Vout talks about a conference she was asked to attend where she gave a speech about metamorphosis in Ovid's epic poem Metamorphoses. I loved how she described this innate human need to explore the human body, understand it in relation to gods and animals and plants, to reflect our own insecurities and thoughts on it through storytelling, and try and reach a greater understanding of who we are by looking at what we look like, what others look like and what we could become. As Vout says, people have always been insecure about their bodies, felt fear when something changes (aging, puberty, pregnancy, illness and so on) and so we have always told stories of bodily change. Metamorphoses is a literary landmark and a testament to our eternal curiosity towards the body. Vout also highlights how it should not be ignored that many stories in the book and mythology in general feature stories of men becoming women and vice versa: transgender and non-binary might modern categories but they are not modern phenomena. We have always wanted to stretch the gender binary.
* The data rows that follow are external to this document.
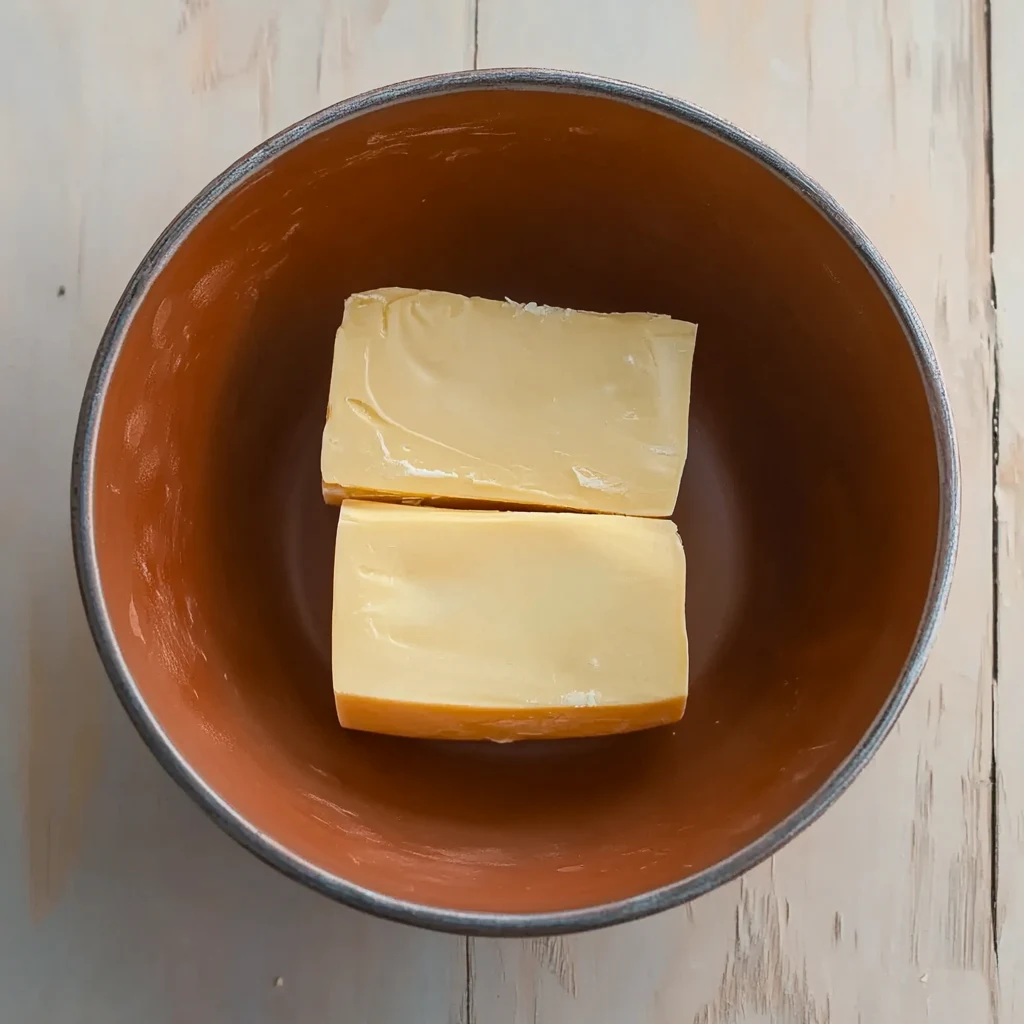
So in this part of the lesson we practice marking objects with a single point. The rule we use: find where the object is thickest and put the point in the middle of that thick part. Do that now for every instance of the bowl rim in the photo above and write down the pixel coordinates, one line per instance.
(480, 922)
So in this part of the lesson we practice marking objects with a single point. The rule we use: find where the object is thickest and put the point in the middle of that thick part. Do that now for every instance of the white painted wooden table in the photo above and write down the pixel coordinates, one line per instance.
(120, 903)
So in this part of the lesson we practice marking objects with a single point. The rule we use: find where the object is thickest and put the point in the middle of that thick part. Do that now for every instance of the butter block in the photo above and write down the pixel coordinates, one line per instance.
(475, 401)
(457, 624)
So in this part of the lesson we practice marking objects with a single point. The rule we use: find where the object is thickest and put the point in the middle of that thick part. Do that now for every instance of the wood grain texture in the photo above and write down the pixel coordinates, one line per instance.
(882, 911)
(1008, 266)
(119, 901)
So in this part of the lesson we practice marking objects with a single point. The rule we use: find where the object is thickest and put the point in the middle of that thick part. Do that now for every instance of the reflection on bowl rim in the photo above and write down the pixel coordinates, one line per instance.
(489, 923)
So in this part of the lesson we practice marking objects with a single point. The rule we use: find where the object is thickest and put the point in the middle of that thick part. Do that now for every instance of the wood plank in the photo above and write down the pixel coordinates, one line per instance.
(1008, 266)
(882, 910)
(119, 901)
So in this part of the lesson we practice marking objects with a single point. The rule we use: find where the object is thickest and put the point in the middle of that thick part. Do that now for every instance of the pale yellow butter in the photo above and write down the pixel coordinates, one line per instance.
(482, 625)
(474, 400)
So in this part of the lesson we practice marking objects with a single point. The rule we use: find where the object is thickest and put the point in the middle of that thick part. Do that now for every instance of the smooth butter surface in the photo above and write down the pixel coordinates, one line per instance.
(472, 625)
(434, 394)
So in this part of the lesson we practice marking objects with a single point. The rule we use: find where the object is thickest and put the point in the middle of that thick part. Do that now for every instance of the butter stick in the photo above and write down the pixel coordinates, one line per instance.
(475, 401)
(459, 624)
Finally, I just wanna share this lovely quote about Dionysos, my fave god: ”He led mortals a merry dance away from the soul-searching of everyday life, into the wilds and back again, from city to countryside, earth to the underworld, masculine to feminine, Greece and Rome to India. He is a challenge to anyone who has sought solace in seeing the Greek and Roman wolrds as self-contained or supremely rational, a challenge back in antiquity to society’s constraints.” I would like to see someone who believes in the white supremacist and mega-homophobic, sexist and racist organizations who still use mythological figures as a symbols to explain Dionysos, who is everything but a masculine gigachad hetero bro.
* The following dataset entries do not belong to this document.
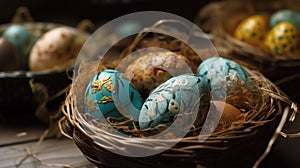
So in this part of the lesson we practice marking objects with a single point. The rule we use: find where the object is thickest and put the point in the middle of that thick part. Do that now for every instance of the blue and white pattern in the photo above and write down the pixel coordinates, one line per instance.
(218, 71)
(177, 95)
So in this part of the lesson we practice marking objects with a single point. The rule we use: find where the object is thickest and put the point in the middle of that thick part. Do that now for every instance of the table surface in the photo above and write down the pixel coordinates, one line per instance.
(19, 147)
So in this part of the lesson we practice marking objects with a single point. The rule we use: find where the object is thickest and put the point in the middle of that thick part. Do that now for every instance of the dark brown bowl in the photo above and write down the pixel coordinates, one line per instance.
(23, 93)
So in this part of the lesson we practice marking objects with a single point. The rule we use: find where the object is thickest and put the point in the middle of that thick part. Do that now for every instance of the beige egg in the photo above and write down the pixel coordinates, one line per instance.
(56, 49)
(152, 69)
(228, 113)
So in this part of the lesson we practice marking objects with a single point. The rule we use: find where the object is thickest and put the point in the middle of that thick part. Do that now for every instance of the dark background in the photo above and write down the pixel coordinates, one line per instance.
(99, 11)
(285, 152)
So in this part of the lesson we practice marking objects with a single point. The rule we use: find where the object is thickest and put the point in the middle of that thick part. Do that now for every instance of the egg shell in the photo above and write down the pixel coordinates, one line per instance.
(56, 49)
(20, 37)
(228, 113)
(109, 94)
(252, 30)
(285, 15)
(178, 95)
(218, 71)
(283, 39)
(154, 68)
(9, 58)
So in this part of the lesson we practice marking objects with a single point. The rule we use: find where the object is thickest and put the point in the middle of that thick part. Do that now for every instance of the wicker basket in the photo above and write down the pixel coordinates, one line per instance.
(37, 93)
(243, 144)
(220, 18)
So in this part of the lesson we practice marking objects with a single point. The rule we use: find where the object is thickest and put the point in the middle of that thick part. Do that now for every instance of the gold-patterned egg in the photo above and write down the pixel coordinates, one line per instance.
(283, 39)
(252, 30)
(150, 70)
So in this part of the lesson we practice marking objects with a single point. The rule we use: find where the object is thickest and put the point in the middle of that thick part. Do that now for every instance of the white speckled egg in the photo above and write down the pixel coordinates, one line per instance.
(154, 68)
(181, 94)
(56, 49)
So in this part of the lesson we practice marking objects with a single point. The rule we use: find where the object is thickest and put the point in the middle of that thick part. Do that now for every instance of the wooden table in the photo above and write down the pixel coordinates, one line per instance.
(20, 147)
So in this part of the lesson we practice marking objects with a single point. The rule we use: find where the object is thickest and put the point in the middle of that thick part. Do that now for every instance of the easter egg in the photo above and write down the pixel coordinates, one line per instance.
(56, 49)
(9, 58)
(178, 95)
(285, 15)
(150, 70)
(109, 94)
(218, 71)
(228, 113)
(252, 30)
(19, 36)
(283, 39)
My enjoyment of this book was hampered by my anxiety flaring up as I was reading it and it reminding me too much of my studies and own research plans. I also just didn't click with the writing sometimes. It was educational, professional and easy-to-read, but I don't know, it just didn't grab me all the time. Or maybe that was just my anxiety making it hard for me to focus. The point being, this is a great book and a wonderfully intimate depiction of the body in the ancient world, a great place for both beginners and more seasoned experts of the subject.